Now consider a few real world examples from the world of health care.

Increased use of generic drugs. Efforts to improve the efficiency of the health care marketplace are hardly new. One flavor du jour has been the speedier development of generic drug alternatives. Clearly, such efforts do reduce costs.

But now consider how drug companies react. Some merely reweight their research efforts toward specialty drugs less likely to receive competition down the road from generic alternatives. Others set higher initial prices for newly patented offerings. For instance, a company simply offers the new drug cocktail for the cancer patient at a cost of $120,000 a year instead of $100,000, offsetting lower profits from drugs going off patent. Would Medicare or insurance companies prevent this price adjustment?

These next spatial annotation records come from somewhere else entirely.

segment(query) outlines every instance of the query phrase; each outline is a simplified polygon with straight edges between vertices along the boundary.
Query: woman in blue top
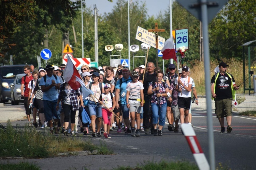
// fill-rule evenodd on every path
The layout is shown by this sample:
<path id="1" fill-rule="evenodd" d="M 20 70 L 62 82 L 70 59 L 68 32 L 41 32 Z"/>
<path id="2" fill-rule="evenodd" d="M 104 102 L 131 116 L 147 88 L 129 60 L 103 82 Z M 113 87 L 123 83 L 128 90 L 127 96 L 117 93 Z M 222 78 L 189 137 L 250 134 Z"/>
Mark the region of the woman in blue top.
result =
<path id="1" fill-rule="evenodd" d="M 158 71 L 157 81 L 151 82 L 149 84 L 147 90 L 148 95 L 152 95 L 151 109 L 153 113 L 153 126 L 154 128 L 154 135 L 155 136 L 162 136 L 162 129 L 165 124 L 165 117 L 167 104 L 166 97 L 169 92 L 169 87 L 167 84 L 162 81 L 163 73 Z M 170 97 L 169 100 L 172 101 Z M 157 122 L 159 122 L 159 129 L 157 129 Z"/>

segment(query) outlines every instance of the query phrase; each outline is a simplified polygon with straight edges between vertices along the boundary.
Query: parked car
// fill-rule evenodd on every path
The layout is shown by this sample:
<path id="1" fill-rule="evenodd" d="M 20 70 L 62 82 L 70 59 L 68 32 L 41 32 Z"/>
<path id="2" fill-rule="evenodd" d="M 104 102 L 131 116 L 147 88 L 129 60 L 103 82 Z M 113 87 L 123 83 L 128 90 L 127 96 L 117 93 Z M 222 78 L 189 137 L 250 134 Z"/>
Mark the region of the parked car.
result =
<path id="1" fill-rule="evenodd" d="M 16 75 L 24 73 L 26 65 L 0 66 L 0 103 L 11 100 L 10 83 L 13 83 Z"/>
<path id="2" fill-rule="evenodd" d="M 11 103 L 12 105 L 18 105 L 19 103 L 24 102 L 24 97 L 21 96 L 21 79 L 26 74 L 16 75 L 14 82 L 10 83 L 11 86 Z"/>

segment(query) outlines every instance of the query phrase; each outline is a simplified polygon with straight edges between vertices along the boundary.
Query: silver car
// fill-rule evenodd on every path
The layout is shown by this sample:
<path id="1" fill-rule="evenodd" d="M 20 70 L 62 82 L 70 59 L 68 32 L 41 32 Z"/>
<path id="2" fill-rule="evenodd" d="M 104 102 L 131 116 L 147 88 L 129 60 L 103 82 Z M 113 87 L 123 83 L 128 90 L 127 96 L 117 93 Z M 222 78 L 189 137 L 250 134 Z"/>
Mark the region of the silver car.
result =
<path id="1" fill-rule="evenodd" d="M 24 97 L 21 96 L 21 79 L 25 74 L 19 74 L 16 75 L 13 83 L 10 84 L 11 86 L 11 102 L 12 105 L 18 105 L 19 103 L 23 102 Z M 25 89 L 24 89 L 25 90 Z"/>

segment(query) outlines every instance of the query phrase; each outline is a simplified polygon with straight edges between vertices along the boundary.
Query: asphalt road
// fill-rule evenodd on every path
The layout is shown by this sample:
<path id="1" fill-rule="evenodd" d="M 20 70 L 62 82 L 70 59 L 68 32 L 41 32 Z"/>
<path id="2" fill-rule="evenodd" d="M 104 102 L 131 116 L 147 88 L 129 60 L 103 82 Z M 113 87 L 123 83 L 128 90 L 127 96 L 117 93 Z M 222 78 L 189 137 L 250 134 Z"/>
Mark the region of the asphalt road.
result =
<path id="1" fill-rule="evenodd" d="M 9 104 L 6 105 L 6 108 L 13 107 L 19 109 L 23 107 L 21 104 L 9 107 Z M 195 111 L 192 113 L 194 129 L 209 161 L 206 113 L 203 111 Z M 221 163 L 223 167 L 228 166 L 232 169 L 254 169 L 254 163 L 256 157 L 256 118 L 233 115 L 232 124 L 233 130 L 231 133 L 225 134 L 220 133 L 221 127 L 215 114 L 213 114 L 212 118 L 214 141 L 212 142 L 215 143 L 216 164 Z M 13 124 L 22 127 L 27 122 L 27 120 L 21 120 L 13 122 Z M 225 124 L 226 126 L 226 122 Z M 89 169 L 109 169 L 117 165 L 135 166 L 137 163 L 142 163 L 147 160 L 158 161 L 162 159 L 195 162 L 181 130 L 179 130 L 179 133 L 174 133 L 169 131 L 167 126 L 167 124 L 162 136 L 146 135 L 142 133 L 140 137 L 132 137 L 130 135 L 125 135 L 123 132 L 120 134 L 117 133 L 116 129 L 111 132 L 111 138 L 105 139 L 103 135 L 102 137 L 92 138 L 90 135 L 81 135 L 83 139 L 90 138 L 95 144 L 105 143 L 114 151 L 114 155 L 55 157 L 43 159 L 42 162 L 41 159 L 28 161 L 35 162 L 39 165 L 45 165 L 47 162 L 48 166 L 43 166 L 41 168 L 43 169 L 48 169 L 48 167 L 51 169 L 50 167 L 55 165 L 58 165 L 58 168 L 53 168 L 54 169 L 74 167 L 77 169 L 86 167 Z M 72 159 L 76 161 L 72 161 Z M 71 161 L 67 162 L 66 160 L 67 159 Z M 0 163 L 2 161 L 0 160 Z M 13 160 L 9 161 L 16 162 Z"/>

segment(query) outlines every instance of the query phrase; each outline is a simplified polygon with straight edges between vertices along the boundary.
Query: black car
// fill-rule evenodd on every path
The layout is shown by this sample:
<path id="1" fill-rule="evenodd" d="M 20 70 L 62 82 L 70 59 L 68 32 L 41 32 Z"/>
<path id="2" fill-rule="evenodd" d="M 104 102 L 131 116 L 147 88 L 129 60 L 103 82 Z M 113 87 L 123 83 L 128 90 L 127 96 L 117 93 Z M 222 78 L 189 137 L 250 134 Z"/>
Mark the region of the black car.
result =
<path id="1" fill-rule="evenodd" d="M 11 88 L 16 75 L 24 73 L 26 65 L 11 65 L 0 66 L 0 103 L 4 103 L 11 100 Z"/>

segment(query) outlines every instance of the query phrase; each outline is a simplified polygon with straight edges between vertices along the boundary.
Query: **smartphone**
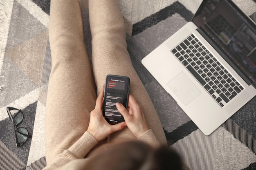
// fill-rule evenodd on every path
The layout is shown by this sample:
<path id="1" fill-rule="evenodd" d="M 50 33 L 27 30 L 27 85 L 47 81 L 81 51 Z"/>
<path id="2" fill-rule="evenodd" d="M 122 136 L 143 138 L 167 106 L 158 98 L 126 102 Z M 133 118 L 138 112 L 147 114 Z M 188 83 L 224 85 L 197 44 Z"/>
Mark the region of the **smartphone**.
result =
<path id="1" fill-rule="evenodd" d="M 111 124 L 124 121 L 116 103 L 122 104 L 126 108 L 130 89 L 130 78 L 126 76 L 108 75 L 106 76 L 103 104 L 103 116 Z"/>

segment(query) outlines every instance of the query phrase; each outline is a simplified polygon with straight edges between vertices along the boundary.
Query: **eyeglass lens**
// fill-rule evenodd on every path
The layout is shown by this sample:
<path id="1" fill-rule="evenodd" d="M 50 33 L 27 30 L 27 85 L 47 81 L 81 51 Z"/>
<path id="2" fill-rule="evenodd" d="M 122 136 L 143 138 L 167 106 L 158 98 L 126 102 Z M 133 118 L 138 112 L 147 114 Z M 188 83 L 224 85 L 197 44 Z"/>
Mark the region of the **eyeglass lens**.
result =
<path id="1" fill-rule="evenodd" d="M 23 119 L 23 114 L 22 112 L 17 110 L 10 110 L 11 113 L 13 116 L 13 121 L 16 125 L 20 124 Z"/>
<path id="2" fill-rule="evenodd" d="M 25 135 L 28 135 L 29 133 L 27 131 L 27 130 L 25 128 L 18 128 L 18 130 L 20 133 L 22 133 Z M 27 139 L 27 137 L 26 136 L 23 135 L 19 133 L 18 132 L 16 131 L 16 134 L 17 134 L 17 137 L 18 137 L 18 141 L 19 142 L 22 143 L 24 142 Z"/>

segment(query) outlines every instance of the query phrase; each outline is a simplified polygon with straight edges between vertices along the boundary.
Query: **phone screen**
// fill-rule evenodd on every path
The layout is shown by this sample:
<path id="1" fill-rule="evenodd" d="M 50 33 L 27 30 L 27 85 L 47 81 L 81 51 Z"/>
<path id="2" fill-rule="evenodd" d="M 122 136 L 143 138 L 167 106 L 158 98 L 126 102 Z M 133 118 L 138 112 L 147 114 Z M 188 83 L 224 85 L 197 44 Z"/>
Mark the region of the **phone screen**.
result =
<path id="1" fill-rule="evenodd" d="M 122 104 L 127 108 L 130 79 L 125 76 L 108 75 L 106 77 L 103 116 L 110 124 L 116 124 L 124 121 L 119 112 L 116 103 Z"/>

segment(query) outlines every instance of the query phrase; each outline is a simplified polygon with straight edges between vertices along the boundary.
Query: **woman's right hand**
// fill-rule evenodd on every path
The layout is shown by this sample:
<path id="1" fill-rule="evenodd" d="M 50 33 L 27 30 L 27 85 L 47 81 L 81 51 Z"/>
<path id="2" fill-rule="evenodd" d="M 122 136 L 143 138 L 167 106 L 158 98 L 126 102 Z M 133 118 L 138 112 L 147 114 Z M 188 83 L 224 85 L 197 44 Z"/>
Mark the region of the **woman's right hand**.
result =
<path id="1" fill-rule="evenodd" d="M 116 106 L 124 117 L 126 125 L 136 137 L 149 129 L 142 110 L 132 95 L 129 95 L 127 109 L 119 103 L 117 103 Z"/>

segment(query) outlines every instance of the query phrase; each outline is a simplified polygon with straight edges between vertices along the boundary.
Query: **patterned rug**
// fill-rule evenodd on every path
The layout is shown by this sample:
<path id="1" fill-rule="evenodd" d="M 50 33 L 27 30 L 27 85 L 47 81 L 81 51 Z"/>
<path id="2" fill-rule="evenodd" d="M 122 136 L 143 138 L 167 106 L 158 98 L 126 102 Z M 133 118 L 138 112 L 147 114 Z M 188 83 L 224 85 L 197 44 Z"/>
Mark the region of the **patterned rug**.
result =
<path id="1" fill-rule="evenodd" d="M 189 21 L 202 0 L 119 0 L 128 51 L 148 91 L 170 147 L 187 170 L 256 169 L 256 97 L 205 136 L 142 66 L 141 60 Z M 234 0 L 255 22 L 255 0 Z M 51 53 L 49 0 L 0 0 L 0 170 L 40 170 L 45 165 L 44 120 Z M 89 56 L 88 4 L 81 2 Z M 16 147 L 6 107 L 22 109 L 21 127 L 33 134 Z"/>

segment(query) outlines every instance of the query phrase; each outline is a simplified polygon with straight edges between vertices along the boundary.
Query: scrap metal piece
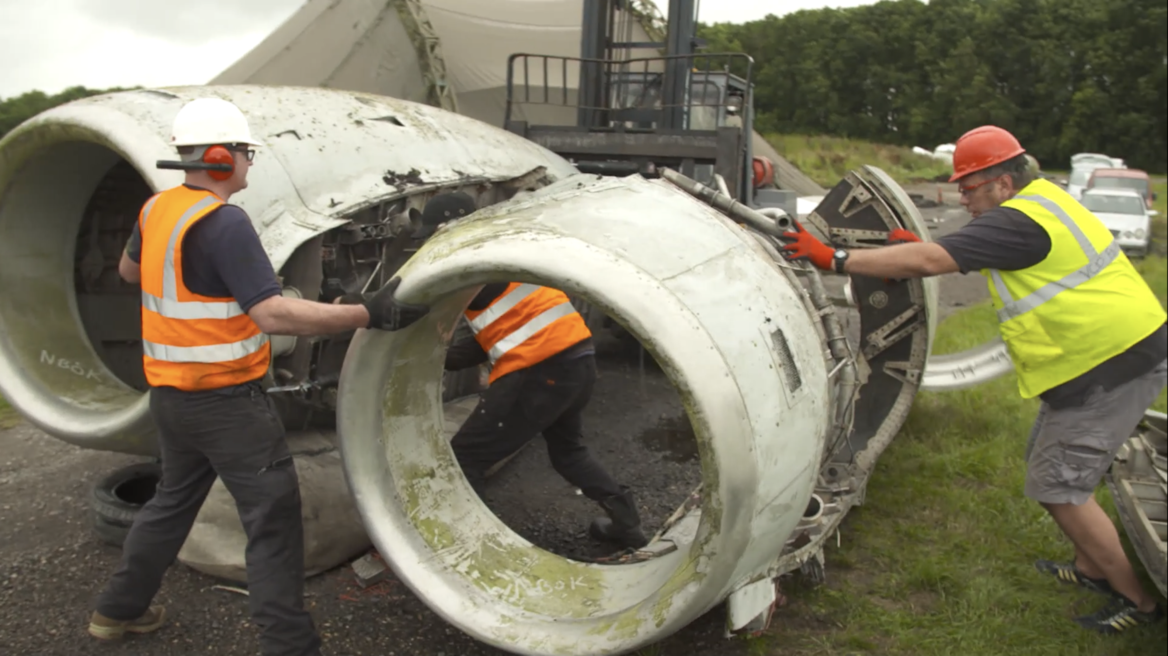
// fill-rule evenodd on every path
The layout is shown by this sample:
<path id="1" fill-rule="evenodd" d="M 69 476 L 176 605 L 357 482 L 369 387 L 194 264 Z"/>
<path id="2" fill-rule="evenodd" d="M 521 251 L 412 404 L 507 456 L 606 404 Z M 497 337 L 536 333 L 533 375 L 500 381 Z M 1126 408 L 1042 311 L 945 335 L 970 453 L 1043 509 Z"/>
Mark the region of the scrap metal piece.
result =
<path id="1" fill-rule="evenodd" d="M 356 575 L 357 585 L 362 588 L 378 584 L 390 575 L 389 566 L 377 556 L 376 551 L 370 551 L 357 558 L 350 566 Z"/>

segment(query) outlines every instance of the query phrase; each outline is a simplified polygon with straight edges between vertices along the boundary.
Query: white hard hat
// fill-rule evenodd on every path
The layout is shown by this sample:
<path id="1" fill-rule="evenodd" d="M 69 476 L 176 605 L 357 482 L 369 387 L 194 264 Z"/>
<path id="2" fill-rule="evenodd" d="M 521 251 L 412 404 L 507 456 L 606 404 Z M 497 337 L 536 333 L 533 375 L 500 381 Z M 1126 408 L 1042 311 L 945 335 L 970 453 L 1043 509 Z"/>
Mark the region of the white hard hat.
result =
<path id="1" fill-rule="evenodd" d="M 222 98 L 196 98 L 179 110 L 171 133 L 172 146 L 249 144 L 262 146 L 251 137 L 248 118 L 239 107 Z"/>

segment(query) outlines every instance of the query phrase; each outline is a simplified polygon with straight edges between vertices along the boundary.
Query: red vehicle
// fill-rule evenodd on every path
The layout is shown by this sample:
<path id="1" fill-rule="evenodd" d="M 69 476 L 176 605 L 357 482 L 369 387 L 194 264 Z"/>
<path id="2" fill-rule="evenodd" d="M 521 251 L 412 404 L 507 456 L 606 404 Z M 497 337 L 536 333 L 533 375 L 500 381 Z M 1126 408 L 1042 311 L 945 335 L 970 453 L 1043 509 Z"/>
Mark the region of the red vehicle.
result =
<path id="1" fill-rule="evenodd" d="M 1135 189 L 1143 196 L 1148 209 L 1156 200 L 1148 172 L 1138 168 L 1097 168 L 1087 180 L 1087 189 Z"/>

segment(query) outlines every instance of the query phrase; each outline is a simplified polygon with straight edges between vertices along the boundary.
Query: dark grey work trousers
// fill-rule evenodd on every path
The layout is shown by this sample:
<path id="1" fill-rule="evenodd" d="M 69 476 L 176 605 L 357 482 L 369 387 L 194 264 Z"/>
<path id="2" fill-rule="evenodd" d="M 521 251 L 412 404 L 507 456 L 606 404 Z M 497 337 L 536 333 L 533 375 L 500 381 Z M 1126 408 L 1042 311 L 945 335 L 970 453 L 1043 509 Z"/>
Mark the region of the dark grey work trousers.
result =
<path id="1" fill-rule="evenodd" d="M 463 474 L 481 494 L 486 472 L 540 433 L 551 466 L 591 500 L 620 488 L 583 442 L 583 412 L 596 384 L 592 355 L 554 356 L 500 376 L 451 440 Z"/>
<path id="2" fill-rule="evenodd" d="M 162 479 L 134 517 L 97 612 L 132 620 L 147 610 L 218 475 L 248 535 L 248 600 L 264 656 L 319 656 L 320 636 L 304 608 L 299 480 L 272 400 L 258 383 L 202 392 L 154 388 L 150 410 Z"/>

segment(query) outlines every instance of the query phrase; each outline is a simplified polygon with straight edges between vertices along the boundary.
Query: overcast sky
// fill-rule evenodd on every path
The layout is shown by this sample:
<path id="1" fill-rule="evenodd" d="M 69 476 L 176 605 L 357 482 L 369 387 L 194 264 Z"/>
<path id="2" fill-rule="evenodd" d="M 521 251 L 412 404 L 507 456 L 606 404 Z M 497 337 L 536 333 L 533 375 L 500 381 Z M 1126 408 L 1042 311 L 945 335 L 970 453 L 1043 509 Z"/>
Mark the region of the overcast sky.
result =
<path id="1" fill-rule="evenodd" d="M 481 0 L 489 2 L 491 0 Z M 703 0 L 703 22 L 745 22 L 874 0 Z M 68 86 L 204 84 L 304 0 L 0 0 L 0 98 Z M 668 0 L 658 0 L 666 13 Z M 214 16 L 214 21 L 208 20 Z"/>

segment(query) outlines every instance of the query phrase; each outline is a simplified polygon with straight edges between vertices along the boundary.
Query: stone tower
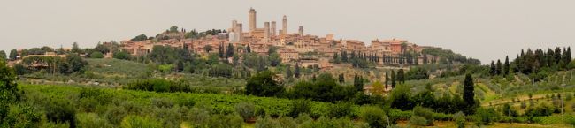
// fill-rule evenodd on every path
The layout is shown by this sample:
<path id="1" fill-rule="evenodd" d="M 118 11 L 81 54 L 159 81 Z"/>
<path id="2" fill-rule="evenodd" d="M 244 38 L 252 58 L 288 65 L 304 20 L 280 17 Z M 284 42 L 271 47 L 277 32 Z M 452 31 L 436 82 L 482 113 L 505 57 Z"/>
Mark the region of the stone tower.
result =
<path id="1" fill-rule="evenodd" d="M 264 42 L 270 41 L 270 22 L 264 22 Z"/>
<path id="2" fill-rule="evenodd" d="M 256 10 L 254 8 L 249 8 L 249 32 L 256 31 Z"/>
<path id="3" fill-rule="evenodd" d="M 236 34 L 235 38 L 237 39 L 235 41 L 237 41 L 238 42 L 241 42 L 242 38 L 243 37 L 243 35 L 242 34 L 242 33 L 243 33 L 242 28 L 242 23 L 235 24 L 235 27 L 234 28 L 234 33 Z"/>
<path id="4" fill-rule="evenodd" d="M 288 34 L 288 17 L 286 17 L 286 15 L 283 15 L 283 20 L 281 24 L 282 24 L 281 34 Z"/>
<path id="5" fill-rule="evenodd" d="M 300 26 L 299 34 L 300 36 L 303 36 L 303 26 Z"/>
<path id="6" fill-rule="evenodd" d="M 272 21 L 272 28 L 270 28 L 270 32 L 272 32 L 272 36 L 275 36 L 275 21 Z"/>

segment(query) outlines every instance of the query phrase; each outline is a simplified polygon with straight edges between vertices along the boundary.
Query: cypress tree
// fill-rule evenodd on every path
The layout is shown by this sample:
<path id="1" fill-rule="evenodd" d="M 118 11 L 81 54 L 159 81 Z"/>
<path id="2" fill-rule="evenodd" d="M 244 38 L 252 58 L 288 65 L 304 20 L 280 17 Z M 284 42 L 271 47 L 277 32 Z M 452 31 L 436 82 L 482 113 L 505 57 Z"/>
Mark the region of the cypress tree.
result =
<path id="1" fill-rule="evenodd" d="M 386 72 L 386 86 L 389 84 L 389 72 Z"/>
<path id="2" fill-rule="evenodd" d="M 569 64 L 569 63 L 571 63 L 571 48 L 567 48 L 567 49 L 564 49 L 564 48 L 562 58 L 563 58 L 563 60 L 562 60 L 563 61 L 563 67 L 566 68 L 567 65 Z"/>
<path id="3" fill-rule="evenodd" d="M 555 64 L 559 64 L 561 62 L 561 48 L 557 47 L 555 49 Z"/>
<path id="4" fill-rule="evenodd" d="M 294 76 L 294 73 L 292 72 L 291 66 L 288 65 L 286 67 L 286 78 L 290 79 Z"/>
<path id="5" fill-rule="evenodd" d="M 473 108 L 475 107 L 474 96 L 473 78 L 468 73 L 465 75 L 465 80 L 464 81 L 464 101 L 467 103 L 467 109 L 465 110 L 467 114 L 473 113 Z"/>
<path id="6" fill-rule="evenodd" d="M 503 64 L 503 74 L 507 75 L 510 73 L 510 57 L 509 56 L 505 56 L 505 64 Z"/>
<path id="7" fill-rule="evenodd" d="M 495 68 L 495 62 L 491 61 L 490 68 L 489 68 L 489 73 L 491 73 L 492 76 L 494 76 L 497 74 L 497 70 Z"/>
<path id="8" fill-rule="evenodd" d="M 294 68 L 294 76 L 295 76 L 295 78 L 300 78 L 300 64 L 295 63 L 295 67 Z"/>
<path id="9" fill-rule="evenodd" d="M 391 87 L 395 88 L 395 71 L 391 71 Z"/>
<path id="10" fill-rule="evenodd" d="M 229 43 L 227 45 L 227 57 L 232 56 L 234 56 L 234 45 L 232 45 L 232 43 Z"/>
<path id="11" fill-rule="evenodd" d="M 497 65 L 495 66 L 495 72 L 497 72 L 497 75 L 503 74 L 503 73 L 502 72 L 502 67 L 501 61 L 498 59 L 498 60 L 497 60 Z"/>
<path id="12" fill-rule="evenodd" d="M 403 69 L 399 69 L 399 71 L 397 71 L 396 77 L 399 83 L 405 84 L 405 72 L 403 71 Z"/>
<path id="13" fill-rule="evenodd" d="M 340 83 L 345 83 L 345 78 L 343 77 L 343 73 L 340 74 Z"/>
<path id="14" fill-rule="evenodd" d="M 357 76 L 357 74 L 356 74 L 353 83 L 356 91 L 364 90 L 364 79 L 361 77 Z"/>

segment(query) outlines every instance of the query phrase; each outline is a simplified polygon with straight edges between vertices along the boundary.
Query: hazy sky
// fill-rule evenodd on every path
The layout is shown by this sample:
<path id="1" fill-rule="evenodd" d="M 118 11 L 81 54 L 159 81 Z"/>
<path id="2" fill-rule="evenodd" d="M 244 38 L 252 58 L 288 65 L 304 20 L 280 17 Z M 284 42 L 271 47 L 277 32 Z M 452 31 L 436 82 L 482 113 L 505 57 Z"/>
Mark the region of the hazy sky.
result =
<path id="1" fill-rule="evenodd" d="M 98 41 L 156 35 L 172 25 L 248 29 L 288 15 L 290 32 L 336 38 L 399 38 L 479 58 L 514 58 L 521 49 L 575 46 L 573 0 L 2 0 L 0 49 L 94 47 Z"/>

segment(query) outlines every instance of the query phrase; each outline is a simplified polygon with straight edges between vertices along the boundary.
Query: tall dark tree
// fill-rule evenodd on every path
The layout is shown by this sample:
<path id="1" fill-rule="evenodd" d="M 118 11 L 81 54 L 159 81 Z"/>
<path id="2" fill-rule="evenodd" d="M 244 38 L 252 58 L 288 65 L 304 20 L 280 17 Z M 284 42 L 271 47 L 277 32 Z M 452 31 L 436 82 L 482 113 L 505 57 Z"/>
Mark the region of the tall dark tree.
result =
<path id="1" fill-rule="evenodd" d="M 219 48 L 218 49 L 218 54 L 219 55 L 219 58 L 224 58 L 224 43 L 220 42 L 219 43 Z"/>
<path id="2" fill-rule="evenodd" d="M 386 72 L 386 88 L 387 88 L 387 85 L 389 85 L 389 72 Z"/>
<path id="3" fill-rule="evenodd" d="M 248 47 L 246 47 L 246 52 L 251 53 L 251 48 L 249 47 L 249 45 L 248 45 Z"/>
<path id="4" fill-rule="evenodd" d="M 394 87 L 394 88 L 395 87 L 395 84 L 396 84 L 395 80 L 396 80 L 395 79 L 395 71 L 392 70 L 391 71 L 391 87 Z"/>
<path id="5" fill-rule="evenodd" d="M 399 69 L 395 77 L 397 78 L 397 81 L 399 81 L 399 83 L 405 84 L 405 72 L 403 69 Z"/>
<path id="6" fill-rule="evenodd" d="M 364 90 L 364 79 L 362 79 L 360 76 L 357 76 L 357 74 L 356 74 L 356 77 L 354 77 L 354 80 L 353 80 L 353 86 L 356 87 L 356 91 Z"/>
<path id="7" fill-rule="evenodd" d="M 563 56 L 561 56 L 563 67 L 565 68 L 569 63 L 571 61 L 571 47 L 568 47 L 566 49 L 563 50 Z"/>
<path id="8" fill-rule="evenodd" d="M 341 61 L 348 62 L 348 53 L 345 50 L 341 51 Z"/>
<path id="9" fill-rule="evenodd" d="M 553 56 L 555 57 L 555 64 L 559 64 L 561 62 L 561 48 L 556 48 L 554 53 L 555 55 Z"/>
<path id="10" fill-rule="evenodd" d="M 473 78 L 471 74 L 465 75 L 465 80 L 464 81 L 464 101 L 467 103 L 467 114 L 473 113 L 473 108 L 475 107 L 475 91 L 474 91 Z"/>
<path id="11" fill-rule="evenodd" d="M 340 74 L 340 83 L 345 83 L 345 77 L 343 76 L 343 73 Z"/>
<path id="12" fill-rule="evenodd" d="M 146 35 L 144 35 L 146 36 Z M 72 53 L 81 54 L 82 49 L 78 46 L 78 42 L 72 43 Z"/>
<path id="13" fill-rule="evenodd" d="M 290 79 L 293 76 L 294 76 L 294 72 L 292 72 L 291 66 L 289 66 L 289 65 L 286 66 L 286 78 Z"/>
<path id="14" fill-rule="evenodd" d="M 6 60 L 8 56 L 4 50 L 0 50 L 0 59 Z"/>
<path id="15" fill-rule="evenodd" d="M 491 64 L 489 65 L 489 73 L 492 76 L 494 76 L 497 74 L 497 68 L 495 67 L 495 62 L 491 61 Z"/>
<path id="16" fill-rule="evenodd" d="M 502 64 L 501 64 L 501 60 L 498 59 L 497 60 L 497 64 L 495 65 L 495 72 L 497 72 L 496 73 L 497 75 L 502 74 Z"/>
<path id="17" fill-rule="evenodd" d="M 294 67 L 294 76 L 295 76 L 295 78 L 300 78 L 300 64 L 295 63 L 295 67 Z"/>
<path id="18" fill-rule="evenodd" d="M 10 57 L 10 60 L 16 60 L 17 57 L 18 57 L 18 50 L 16 50 L 16 49 L 10 50 L 9 57 Z"/>
<path id="19" fill-rule="evenodd" d="M 547 66 L 553 66 L 555 64 L 555 52 L 550 48 L 547 49 Z"/>
<path id="20" fill-rule="evenodd" d="M 232 43 L 228 43 L 226 53 L 227 57 L 234 56 L 234 45 L 232 45 Z"/>
<path id="21" fill-rule="evenodd" d="M 0 60 L 0 122 L 6 126 L 6 116 L 9 113 L 10 104 L 15 103 L 19 99 L 16 73 L 12 68 L 6 66 L 6 63 Z M 11 126 L 7 126 L 11 127 Z"/>
<path id="22" fill-rule="evenodd" d="M 275 96 L 284 92 L 282 86 L 273 80 L 273 73 L 270 71 L 261 72 L 248 79 L 246 94 L 257 96 Z"/>
<path id="23" fill-rule="evenodd" d="M 511 66 L 510 65 L 510 57 L 509 56 L 505 56 L 505 63 L 503 64 L 503 74 L 507 75 L 510 73 Z"/>

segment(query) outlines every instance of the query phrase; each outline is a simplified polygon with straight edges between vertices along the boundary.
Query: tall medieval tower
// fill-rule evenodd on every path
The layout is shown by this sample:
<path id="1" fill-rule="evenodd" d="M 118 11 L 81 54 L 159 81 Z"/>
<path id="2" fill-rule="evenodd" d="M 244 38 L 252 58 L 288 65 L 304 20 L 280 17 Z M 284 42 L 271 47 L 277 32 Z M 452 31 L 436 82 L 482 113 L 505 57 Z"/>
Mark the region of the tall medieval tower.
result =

Probably not.

Better health and longer lives. Suppose that a proposal advances medical science in a way that extends life and improves its quality, especially at later ages. Surely the estimators would grant substantial cost saving to the lower prevalence of health problems at various ages?

Well, yes, but then they are likely to consider all the offsets. If longer lives merely delay the onset of the same conditions—e.g., we now live five years longer and get cancer at age 85 instead of 80—then some costs have only been deferred, not eliminated. The later cancer care is also likely to be a lot more expensive than if received a few years before. In addition, we now get Medicare (and Social Security) for several additional years, draining the federal budget further. Finally, if we don’t work longer when we live longer, then there may be little or no increase in GDP, and costs relative to GDP rise even more.

Electronic health records. I served for several years on a government committee largely dealing with smoothing the path toward adoption of electronic health records (EHRs). Among other potential gains, EHRs offer great hope for preventing duplicative health care and unneeded prescriptions, improving a doctor’s ability to diagnose, and, perhaps most importantly, providing data that can be used by researchers and the Centers for Disease Control to discover causes of disease and run early warning and monitoring systems. But EHRs may also lead to increased demand for health care, in the same way that information from Consumer Reports may lead us to purchase more or better cars but not spend less on them.

Comparative Effectiveness. Studies that compare effectiveness across regions and among providers may give us valuable information on the relationship between quality and price. An open issue is whether insurance companies and government would use the results to redirect spending, something not easy to estimate. But even if they did, one cannot assume that half of all hospitals or doctors will still not remain below median, or that, without other constraints, the half “found” to be above median won’t begin to charge even more once labeled superior. We’ve known for a long time that Florida charges much more than Minnesota for health care with no measurable quality improvement. So far, that knowledge hasn’t led to much, if anything, in the way of cost saving.

Conclusion

If you’re interpreting these examples to mean that efficiency improvements shouldn’t be sought, you’ve got it backwards: we need to reinforce them. But return to our metaphor of free gym memberships. Lowering the cost of exercise might be a good way to tackle obesity, but in isolation it’s not likely to be very effective. Open-ended budgets—which is largely how government spending and tax subsidies are designed in the health arena-are like an unrestricted diet of limitless calories. Budget constraints and innovative practices work to improve any industry, including health care, just like good nutrition and exercise work together to improve the quality of life. A virtuous cycle of true health reform requires both.